'Happily ever after'

Bringing a spiritual perspective to daily life

Is there a "happily ever after" for Joe Millionaire or for Trista, the Bachelorette? Is everlasting joy just an illusive fairy tale, or a real possibility?

We would love to think that happy endings mean lasting joy and that the lovers will walk blissfully into the sunset of life.

But happy endings begin with happy "nows." They appear in attitudes and daily choices that are lasting and valuable. We each have opportunities every day to improve our tomorrows by improving our nows. With each intelligent and more spiritually based choice we make, our lives begin to reflect a higher standard that will not be lost. Whatever is selfish or merely sense-based isn't lasting, but by its very nature must change. Many of us learn this the hard way. I did.

When I was 16, my newly divorced parents were reeling with the challenges of trying to figure out how to start their lives over. It was tough for my folks to provide guidance for us three kids when their world was spiraling out of control. I went elsewhere for love and ended up making some poor choices. By age 17 I had a young child to raise and a very poor sense of who I was or where I was going.

I began looking for something or someone to make me feel fulfilled. I looked for love in all the wrong places, as the song goes, until my foolish choices sent me into a pit of despair, drug use, and fear, with no future in sight.

At a particularly low point, my boyfriend's mother, Grace, gave me a book to read. I had no love for books and had never read one from cover to cover, but Grace was a kind and vibrant woman, so I accepted the book.

I didn't think much about it until another desperate moment caused me to remember the promise that Grace made to me when she handed me "Science and Health with Key to the Scriptures" by Mary Baker Eddy. She told me that it would change my life. By then, my life was pretty messed up, and I was tired of suffering, so I decided to read that little book, hoping for a change.

The first time I opened it, I turned at random to a passage about an old man who was an actor. (I was an entertainer then.) This man sat aching in his chair until his cue was spoken, and then he was able to jump up and move around with the same vigor as the youngest member of the cast (see pg. 261). I totally understood what this book was talking about. The demand to play his part caused him to lose himself in the joy of his acting. The freedom that brought him was something I had experienced when I was on stage. I found that I could hit notes I was unable to hit in rehearsal.
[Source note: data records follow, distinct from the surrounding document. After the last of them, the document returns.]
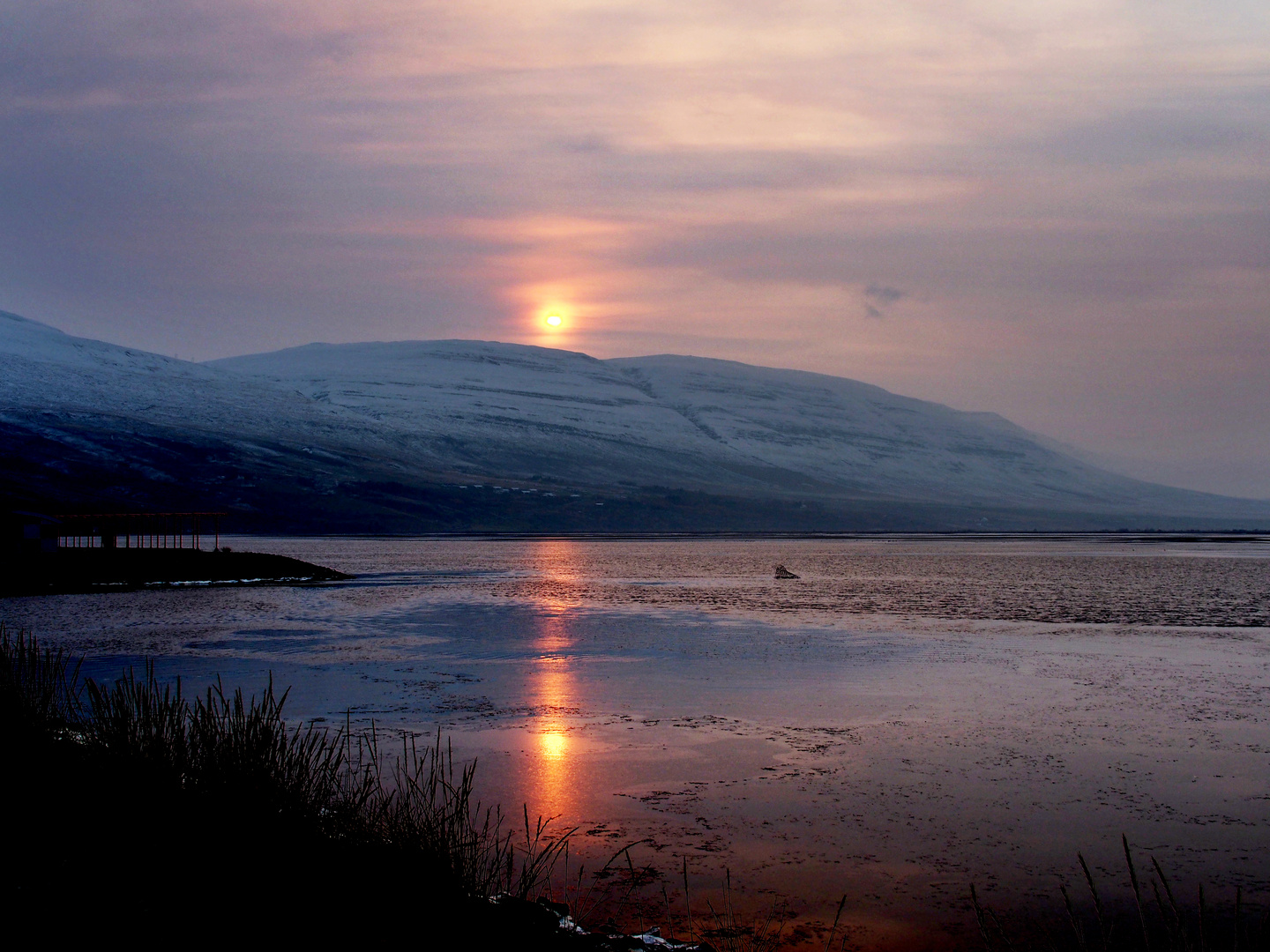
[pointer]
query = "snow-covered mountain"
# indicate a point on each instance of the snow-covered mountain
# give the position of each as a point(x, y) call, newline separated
point(521, 412)
point(328, 421)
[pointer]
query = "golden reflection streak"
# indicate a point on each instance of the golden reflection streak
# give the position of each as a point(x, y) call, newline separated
point(554, 686)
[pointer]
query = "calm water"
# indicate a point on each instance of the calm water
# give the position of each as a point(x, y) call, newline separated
point(906, 718)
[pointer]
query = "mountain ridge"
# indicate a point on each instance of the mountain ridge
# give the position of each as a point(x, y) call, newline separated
point(389, 432)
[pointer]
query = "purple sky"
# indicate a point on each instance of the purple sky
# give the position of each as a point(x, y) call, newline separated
point(1058, 211)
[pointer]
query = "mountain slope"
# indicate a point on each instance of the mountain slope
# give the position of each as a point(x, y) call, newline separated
point(525, 412)
point(384, 437)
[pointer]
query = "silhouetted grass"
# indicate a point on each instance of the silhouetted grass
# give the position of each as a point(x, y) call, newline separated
point(207, 805)
point(1157, 922)
point(131, 799)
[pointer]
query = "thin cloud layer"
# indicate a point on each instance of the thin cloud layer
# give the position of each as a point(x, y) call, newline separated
point(1057, 212)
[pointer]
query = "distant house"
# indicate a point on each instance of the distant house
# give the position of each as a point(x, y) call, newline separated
point(29, 533)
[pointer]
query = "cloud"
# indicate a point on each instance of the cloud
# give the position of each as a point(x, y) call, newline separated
point(1027, 193)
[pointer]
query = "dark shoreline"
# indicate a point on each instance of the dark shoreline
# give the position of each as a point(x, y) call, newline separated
point(88, 570)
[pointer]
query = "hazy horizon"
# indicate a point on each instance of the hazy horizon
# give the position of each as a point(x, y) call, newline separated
point(1057, 213)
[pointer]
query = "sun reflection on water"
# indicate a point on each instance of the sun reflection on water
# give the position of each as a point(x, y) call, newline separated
point(554, 688)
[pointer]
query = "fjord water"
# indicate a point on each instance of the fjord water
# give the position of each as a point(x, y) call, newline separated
point(906, 718)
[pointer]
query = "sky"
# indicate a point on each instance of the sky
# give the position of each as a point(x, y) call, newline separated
point(1056, 211)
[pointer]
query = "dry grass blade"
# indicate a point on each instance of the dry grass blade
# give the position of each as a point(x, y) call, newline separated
point(1104, 928)
point(1137, 894)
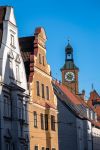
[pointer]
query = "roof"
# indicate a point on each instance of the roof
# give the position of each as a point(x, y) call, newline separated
point(2, 16)
point(94, 102)
point(76, 104)
point(27, 49)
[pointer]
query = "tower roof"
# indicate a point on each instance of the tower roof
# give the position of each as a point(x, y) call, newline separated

This book was so right on, and it spoke to me. I continued reading it night and day. It became a close friend and guide. I loved the natural transformation of my thought, and therefore of my experience, that took place as I read and studied the book in conjunction with the Bible. Fulfillment and lasting relationships were the natural result of better thinking. It was wonderful.

Soon I began to discover the love I yearned for and where the "happily ever after" I hoped for is found. They couldn't be lost in the mistakes of my past or the troubles of my parents. Nor did I have to wait for some time in the elusive future to find the fulfillment I longed for.

I realized and continue to discover, many years later, that everything a person hopes for is in the now of his or her God-given nature. It is part of our package as the individual expression of God to be complete in the continuously unfolding "nows" of life.

The opening line of Science and Health reads: "To those leaning on the sustaining infinite, to-day is big with blessings." This is a real "now" statement we can prove in our lives today.

We are loved by our Creator and worthy of all that we hope for. The music of our lives is a masterpiece of originality and beauty. We don't have to wait for someone or something outside to find our "happily ever after"; we can find it now as children of the one God. In that discovery, we are blessed ever after.

I know the thoughts that I think toward you, saith the Lord, thoughts of peace, and not of evil, to give you an expected end.